Book Review: Lands of Lost Borders
Lands of Lost Borders: A Journey on the Silk Road by Kate Harris
Dey Street Books, $24.99
Warning: serious fan-girling ahead.
The coolest thing about Kate Harris isn’t that she was at M.I.T. studying Mars in order to go to Mars. The coolest thing about her isn’t that she had the bravery to leave her impressive program at M.I.T. because she realized it wasn’t what she wanted. The coolest thing isn’t that she and her best friend biked the Silk Road.
The coolest thing is that she did all of that, and she’s written a book about it. LANDS OF LOST BORDERS seamlessly weaves natural history, history, geography, politics, and adventure, and that’s just a few of the broad strokes. Like Sebald’s The Rings of Saturn, Harris’s prose meanders with purpose. Any chapter covers a multitude of topics: the ever present Marco Polo (part of her inspiration for the ride), her own shifting borders of personal expectations, ecotourism, war, and, depending on which country they’re cycling through, any variety of local policemen questioning them as to why they would do this. This is just a very microscopic sampling of the topics she explores. And, like Sebald, you’ve ended up in an entirely different place from where you started and you have no idea how you got there but every step was marvelous and engaging and you can’t wait to see where she takes you next.

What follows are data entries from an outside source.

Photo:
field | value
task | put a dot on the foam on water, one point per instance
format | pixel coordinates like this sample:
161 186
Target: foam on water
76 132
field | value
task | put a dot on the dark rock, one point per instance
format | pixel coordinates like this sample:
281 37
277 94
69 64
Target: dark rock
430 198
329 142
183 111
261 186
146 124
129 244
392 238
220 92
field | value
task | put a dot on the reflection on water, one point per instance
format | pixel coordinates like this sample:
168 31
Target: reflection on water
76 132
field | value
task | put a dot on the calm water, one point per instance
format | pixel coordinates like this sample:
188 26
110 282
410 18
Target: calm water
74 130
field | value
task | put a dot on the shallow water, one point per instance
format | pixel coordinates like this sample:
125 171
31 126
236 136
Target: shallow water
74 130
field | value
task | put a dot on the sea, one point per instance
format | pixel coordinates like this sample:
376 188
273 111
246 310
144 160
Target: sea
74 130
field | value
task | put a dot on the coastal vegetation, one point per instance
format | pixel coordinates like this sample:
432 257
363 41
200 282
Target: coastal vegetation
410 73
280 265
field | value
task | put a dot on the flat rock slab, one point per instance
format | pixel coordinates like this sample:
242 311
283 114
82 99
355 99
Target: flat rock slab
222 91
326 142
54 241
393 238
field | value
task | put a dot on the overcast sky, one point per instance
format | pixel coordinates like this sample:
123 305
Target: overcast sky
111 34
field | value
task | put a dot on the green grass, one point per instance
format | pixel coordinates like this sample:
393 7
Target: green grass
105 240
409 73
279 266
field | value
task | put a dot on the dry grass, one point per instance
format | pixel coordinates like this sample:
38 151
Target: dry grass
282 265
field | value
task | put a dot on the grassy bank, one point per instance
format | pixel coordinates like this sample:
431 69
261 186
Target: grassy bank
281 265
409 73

This works because, of course, the meandering is intentional and is extremely well plotted, and it is Harris’s skill as a writer that make those connecting points so invisible.
Fans of W.G. Sebold, Rachel Cusk, Robert Macfarlane, and Cheryl Strayed are going to love Kate Harris. Part nature, part travelogue, part adventure, and part history, LANDS OF LOST BORDERS is brilliantly woven together with Kate Harris’s expertly rendered prose.
Intern Brontë gives LANDS OF LOST BORDERS four out of four paws (plus a tail wag).